Judge Olu Stevens should be commended, not disciplined, for not only doing justice for the criminal defendant, but also for saving Kentucky taxpayers thousands, if not millions of dollars in litigation cost and preventing the need of going to the U.S. Supreme Court after the conviction of African American defendants by all-white juries hand-picked by a white prosecutor.

By the way, the only black justice on the U.S. Supreme Court dissented.  Yet, being black does not gives you a right to uphold racist injustice against your own people.  Fortunately, the rest of the court disagreed with "justice" Thomas.

As the New York Times reports it, there was no doubt that striking the black jurors - and seeking the death penalty against an African American man - were racially motivated decisions:

"In notes that did not surface until decades later, prosecutors marked the names of black prospective jurors with a B and highlighted those names in green. They circled the word “black” where potential jurors had noted their race on questionnaires.
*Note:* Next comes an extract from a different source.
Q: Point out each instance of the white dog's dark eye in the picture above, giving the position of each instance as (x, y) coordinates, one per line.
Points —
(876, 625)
They ranked those prospective jurors in case “it comes down to having to pick one of the black jurors,” as the prosecution’s investigator put it in a draft affidavit at the time. In the end, prosecutors struck all four black potential jurors.
After Mr. Foster was convicted, Stephen Lanier, the lead prosecutor, urged the all-white jury to impose a death sentence to “deter other people out there in the projects.” The jury did so."

Now that the majority decision in Foster v Chatman is in, I wonder whether Kentucky disciplinary authorities will obey the precedent and restore Judge Olu Stevens to the bench, with apologies - because Judge Stevens' only "fault" was that he tried to uphold the law.

All that Kentucky disciplinary authorities have to do now - a very difficult decision in a racist criminal justice system, I bet - is to uphold the law, and the new precedent of the U.S. Supreme Court, too.  And to do justice to Judge Olu Stevens.